12/26/2008

PAN DE VIDA

Jamás pensó que un frío como ese podía existir. Era algo sobrehumano,
omnipresente, demoledor. A través de la ventana veía el paisaje
blanco. Menos treinta, calculó. Adentro de la oficina bastaba con un
sweater. Concentrados en los monitores, sus colegas parecían
acostumbrados a un día como ese, corto y frío, sin mayores planes que
terminar el trabajo y directo al hotel. Los que tenían familia se
habían marchado al mediodía. Ellos eran los últimos, los que nadie
esperaba para cenar.
Intentó concentrarse en los gráficos en la pantalla de su computador.
Los datos indicaban que aquellas arenas estaban enchumbadas en
petróleo. Tenía experiencia con ese bitumen que parecía chocolate en
pasta. La primera vez que lo vio era apenas un niño, su padre
trabajaba en los pozos y lo único que le interesaba era cazar
lagartijas bajo el sol de Monagas. En aquel entonces era considerado
un alquitrán sin valor alguno, pero años después, tras graduarse de
ingeniero petrolero, se especializó en las técnicas para convertirlo
en energía. Así hizo su carrera, sudando la gota gorda en las riberas
del Orinoco. Hasta que la política envolvió su mundo y llegó el día
cuando fue despedido. Nadie en Venezuela quiso darle trabajo.
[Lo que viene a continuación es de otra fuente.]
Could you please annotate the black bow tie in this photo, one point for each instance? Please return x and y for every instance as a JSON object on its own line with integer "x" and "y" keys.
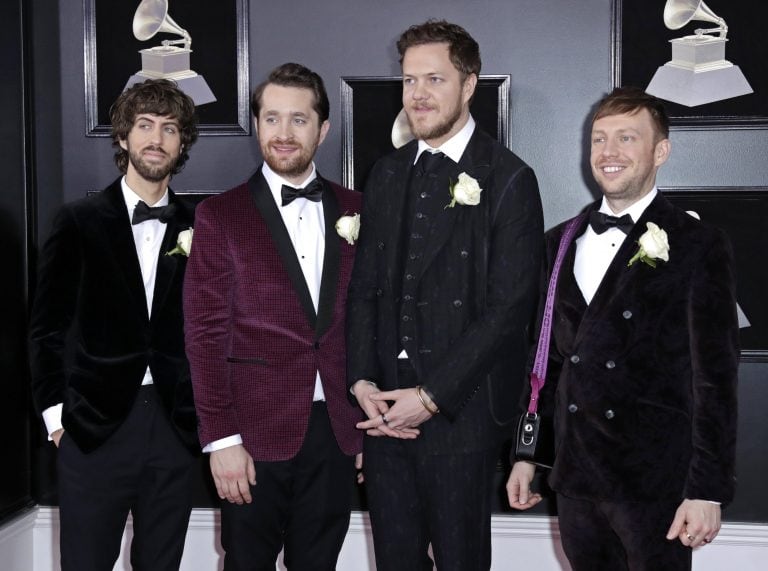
{"x": 428, "y": 161}
{"x": 600, "y": 222}
{"x": 143, "y": 212}
{"x": 313, "y": 191}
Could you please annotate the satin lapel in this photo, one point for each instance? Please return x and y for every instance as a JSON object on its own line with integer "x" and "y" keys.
{"x": 475, "y": 162}
{"x": 169, "y": 266}
{"x": 282, "y": 241}
{"x": 394, "y": 186}
{"x": 118, "y": 234}
{"x": 331, "y": 261}
{"x": 619, "y": 275}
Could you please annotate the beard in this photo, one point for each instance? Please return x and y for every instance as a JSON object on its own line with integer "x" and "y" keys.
{"x": 428, "y": 133}
{"x": 152, "y": 172}
{"x": 289, "y": 167}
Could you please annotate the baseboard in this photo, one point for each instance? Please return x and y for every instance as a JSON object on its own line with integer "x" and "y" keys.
{"x": 30, "y": 543}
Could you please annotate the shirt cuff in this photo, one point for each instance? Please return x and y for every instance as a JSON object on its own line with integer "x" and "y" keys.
{"x": 52, "y": 419}
{"x": 222, "y": 443}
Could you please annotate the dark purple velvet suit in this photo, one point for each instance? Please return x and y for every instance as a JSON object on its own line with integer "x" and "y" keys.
{"x": 253, "y": 338}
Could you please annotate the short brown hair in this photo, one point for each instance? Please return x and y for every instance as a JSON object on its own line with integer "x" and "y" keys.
{"x": 158, "y": 97}
{"x": 630, "y": 100}
{"x": 463, "y": 50}
{"x": 294, "y": 75}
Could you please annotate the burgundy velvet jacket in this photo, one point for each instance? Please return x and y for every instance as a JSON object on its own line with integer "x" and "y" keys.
{"x": 253, "y": 338}
{"x": 642, "y": 382}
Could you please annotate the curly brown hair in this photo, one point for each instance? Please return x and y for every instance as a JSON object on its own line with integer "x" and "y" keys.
{"x": 158, "y": 97}
{"x": 462, "y": 48}
{"x": 630, "y": 100}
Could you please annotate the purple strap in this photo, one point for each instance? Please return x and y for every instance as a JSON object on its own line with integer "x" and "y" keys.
{"x": 539, "y": 373}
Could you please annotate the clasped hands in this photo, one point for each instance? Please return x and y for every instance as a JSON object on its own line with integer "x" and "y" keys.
{"x": 399, "y": 419}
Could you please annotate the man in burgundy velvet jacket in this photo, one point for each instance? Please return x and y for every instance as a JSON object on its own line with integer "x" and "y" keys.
{"x": 264, "y": 304}
{"x": 642, "y": 365}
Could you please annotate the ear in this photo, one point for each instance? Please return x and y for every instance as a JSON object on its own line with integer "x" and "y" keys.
{"x": 468, "y": 89}
{"x": 661, "y": 152}
{"x": 324, "y": 128}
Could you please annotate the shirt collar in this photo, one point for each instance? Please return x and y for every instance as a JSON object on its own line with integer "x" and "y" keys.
{"x": 276, "y": 182}
{"x": 132, "y": 199}
{"x": 635, "y": 210}
{"x": 454, "y": 147}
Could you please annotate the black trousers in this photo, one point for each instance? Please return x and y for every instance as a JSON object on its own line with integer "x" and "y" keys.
{"x": 301, "y": 505}
{"x": 143, "y": 469}
{"x": 620, "y": 536}
{"x": 416, "y": 500}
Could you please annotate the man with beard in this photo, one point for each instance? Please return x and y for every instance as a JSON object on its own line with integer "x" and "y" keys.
{"x": 442, "y": 292}
{"x": 264, "y": 305}
{"x": 109, "y": 372}
{"x": 642, "y": 367}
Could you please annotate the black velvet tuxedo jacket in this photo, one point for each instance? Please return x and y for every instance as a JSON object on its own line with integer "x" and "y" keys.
{"x": 91, "y": 339}
{"x": 476, "y": 292}
{"x": 643, "y": 380}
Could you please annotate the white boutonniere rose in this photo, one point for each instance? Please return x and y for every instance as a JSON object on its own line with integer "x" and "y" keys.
{"x": 348, "y": 227}
{"x": 183, "y": 243}
{"x": 654, "y": 245}
{"x": 465, "y": 191}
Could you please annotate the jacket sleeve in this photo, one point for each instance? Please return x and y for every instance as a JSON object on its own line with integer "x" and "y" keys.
{"x": 208, "y": 290}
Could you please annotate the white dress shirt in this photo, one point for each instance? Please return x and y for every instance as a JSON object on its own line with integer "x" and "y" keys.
{"x": 306, "y": 226}
{"x": 595, "y": 252}
{"x": 147, "y": 237}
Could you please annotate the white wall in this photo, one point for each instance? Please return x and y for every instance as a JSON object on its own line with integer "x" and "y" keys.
{"x": 30, "y": 543}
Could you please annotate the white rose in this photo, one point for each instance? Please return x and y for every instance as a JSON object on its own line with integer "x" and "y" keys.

Miró de nuevo por la ventana. Eran apenas las tres de la tarde y
faltaba poco para que anocheciera. Los árboles parecían de hielo, el
cielo estaba congelado. Aquel era su primer invierno en Alberta, su
primera navidad solo y la primera vez que sentía en los huesos el
significado del verbo extrañar. En casa, a esa misma hora, estaría
sirviéndose el segundo whisky, con soda y bastante hielo. Ahora lo
tomaba puro, cuando tomaba. Pensó en el pavo relleno que le servirían
para cenar en compañía de un colega indio y otro irlandés. Suspiró
por unas hallacas y por enésima vez abrió su correo personal. Recién
llegaba un mensaje de su hermano con la receta del pan de jamón que
su padre solía cocinar. Harina, levadura, leche, azúcar, manteca,
pasas, aceitunas, ingredientes comunes que vendían en cualquier
lugar. De pronto, se le ocurrió que el cocinero del hotel le
permitiría utilizar el horno. El canadiense era un tipo simpático y
habían entablado algo parecido a una amistad. Imprimió la receta con
una sonrisa, y a las cinco, mientras conducía sobre el hielo rumbo al
supermercado, fantasear con aquel olor dulzón lo transportaba directo
a casa. Muchas navidades había horneado pan de jamón junto a su
padre, y seguro que al primer bocado, Singh y O´Connor sentirían el
mismo calorcito que en ese momento le llenaba el corazón.